Kath elevó el mentón y afiló la mirada gris.
—El compromiso sigue en pie. Enviaré a uno de mis hombres a recogerte el sábado. Quiero que fijemos la fecha del compromiso y, por supuesto, la de la boda. Nos casaremos a más tardar en tres meses. Tengo un viaje que hacer a Italia y tú vendrás conmigo —avisó Michele mientras acomodaba los gemelos de oro en los puños de su saco n***o.
—¿Tres meses? —preguntó ella, impactada. No esperaba que quisiera llevar a cabo la boda tan pronto.
—En tres meses serás mi esposa, y adivina qué —dijo Michele, acercando su boca peligrosamente a la de ella. Percibió la respiración agitada de Kath y ladeó una sonrisa—. Cuando eso pase, serás completamente mía.
Ajustó su fina corbata y abandonó la fiesta junto a sus hombres, luego de despedirse del padre de Kath.
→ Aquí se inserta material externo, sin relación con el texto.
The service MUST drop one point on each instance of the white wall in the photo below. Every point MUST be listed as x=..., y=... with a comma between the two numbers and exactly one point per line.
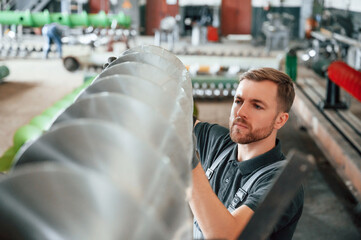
x=277, y=3
x=353, y=5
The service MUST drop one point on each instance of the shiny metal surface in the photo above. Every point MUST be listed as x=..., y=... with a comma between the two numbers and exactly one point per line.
x=137, y=88
x=171, y=65
x=52, y=202
x=153, y=96
x=139, y=119
x=152, y=74
x=110, y=150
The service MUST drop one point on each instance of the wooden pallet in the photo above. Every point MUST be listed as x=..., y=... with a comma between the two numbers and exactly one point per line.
x=337, y=132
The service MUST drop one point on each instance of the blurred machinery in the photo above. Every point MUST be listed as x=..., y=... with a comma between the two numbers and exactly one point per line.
x=4, y=72
x=86, y=29
x=38, y=19
x=277, y=31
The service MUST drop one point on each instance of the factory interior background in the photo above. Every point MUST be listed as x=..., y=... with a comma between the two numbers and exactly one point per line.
x=316, y=42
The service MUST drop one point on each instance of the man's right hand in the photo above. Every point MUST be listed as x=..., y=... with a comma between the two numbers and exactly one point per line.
x=195, y=157
x=110, y=60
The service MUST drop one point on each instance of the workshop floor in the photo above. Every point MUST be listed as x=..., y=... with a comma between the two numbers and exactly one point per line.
x=329, y=212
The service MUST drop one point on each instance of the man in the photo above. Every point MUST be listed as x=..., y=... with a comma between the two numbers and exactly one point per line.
x=52, y=32
x=260, y=108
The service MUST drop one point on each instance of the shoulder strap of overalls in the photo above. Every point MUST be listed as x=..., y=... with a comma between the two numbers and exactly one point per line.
x=242, y=192
x=215, y=164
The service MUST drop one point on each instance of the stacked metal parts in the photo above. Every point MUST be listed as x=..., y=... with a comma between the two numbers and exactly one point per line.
x=115, y=164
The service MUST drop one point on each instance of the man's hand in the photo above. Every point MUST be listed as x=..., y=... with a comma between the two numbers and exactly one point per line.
x=110, y=60
x=195, y=157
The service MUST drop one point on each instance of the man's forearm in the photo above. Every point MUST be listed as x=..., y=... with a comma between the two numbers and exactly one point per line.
x=213, y=217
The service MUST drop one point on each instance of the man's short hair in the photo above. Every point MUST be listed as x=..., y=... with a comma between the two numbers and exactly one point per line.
x=285, y=89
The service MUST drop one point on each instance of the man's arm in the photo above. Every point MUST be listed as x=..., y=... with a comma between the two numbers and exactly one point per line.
x=213, y=217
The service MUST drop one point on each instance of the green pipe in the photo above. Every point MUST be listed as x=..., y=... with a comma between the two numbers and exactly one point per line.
x=4, y=71
x=38, y=19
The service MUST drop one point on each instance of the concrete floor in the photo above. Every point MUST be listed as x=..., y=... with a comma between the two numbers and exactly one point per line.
x=329, y=212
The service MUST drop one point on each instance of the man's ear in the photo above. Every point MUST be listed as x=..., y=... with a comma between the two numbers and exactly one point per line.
x=281, y=119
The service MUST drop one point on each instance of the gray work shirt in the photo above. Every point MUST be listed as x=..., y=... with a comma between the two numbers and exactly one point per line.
x=230, y=175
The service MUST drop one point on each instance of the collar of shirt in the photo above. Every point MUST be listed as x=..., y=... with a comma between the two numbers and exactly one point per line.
x=264, y=159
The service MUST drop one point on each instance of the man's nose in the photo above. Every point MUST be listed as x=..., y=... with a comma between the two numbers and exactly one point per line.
x=242, y=111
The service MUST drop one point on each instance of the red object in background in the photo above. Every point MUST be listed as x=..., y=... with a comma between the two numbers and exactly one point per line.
x=212, y=34
x=346, y=77
x=98, y=5
x=155, y=11
x=236, y=17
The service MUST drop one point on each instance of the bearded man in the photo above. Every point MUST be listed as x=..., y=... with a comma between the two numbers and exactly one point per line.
x=242, y=162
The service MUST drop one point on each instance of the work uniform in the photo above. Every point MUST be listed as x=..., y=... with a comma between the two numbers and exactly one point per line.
x=230, y=175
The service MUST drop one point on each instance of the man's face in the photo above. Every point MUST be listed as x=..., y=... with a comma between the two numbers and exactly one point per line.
x=254, y=111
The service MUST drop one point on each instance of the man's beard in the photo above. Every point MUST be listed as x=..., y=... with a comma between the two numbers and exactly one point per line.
x=252, y=136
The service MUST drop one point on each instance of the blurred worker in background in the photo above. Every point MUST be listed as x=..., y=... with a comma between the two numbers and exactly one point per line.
x=52, y=32
x=260, y=108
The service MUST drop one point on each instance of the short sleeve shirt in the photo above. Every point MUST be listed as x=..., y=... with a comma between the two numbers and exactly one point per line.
x=231, y=174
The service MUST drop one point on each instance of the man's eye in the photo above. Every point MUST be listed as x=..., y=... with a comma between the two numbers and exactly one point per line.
x=257, y=106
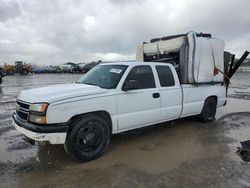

Cuando Michele salió del lugar, lo hizo pensando en las palabras de Kath. La idea de que ella tuviera un amorío seguía rondándole la cabeza, y no permitiría que eso sucediera.
—Investiga a Katherine James. Quiero saber todo sobre la gente que la rodea, en especial si hay alguien importante en su vida… algún hombre —ordenó con determinación a uno de los suyos, quien asintió de inmediato.
Michele no confiaba en nadie; solo en los gemelos Moretti, y necesitaba asegurarse de que Kath no le estuviera mintiendo.
—¿Qué hacemos con Diane? —preguntó el mismo hombre, con cautela.
Michele giró el rostro hacia él. El sujeto era al menos quince centímetros más bajo. Exhaló con la mirada ensombrecida; esa mujer le había causado demasiados problemas.
—Mantén a esa maldita loca lejos de mi vista —ordenó, estirando los dedos de la mano diestra. El dolor se había intensificado ahora que la mano estaba fría.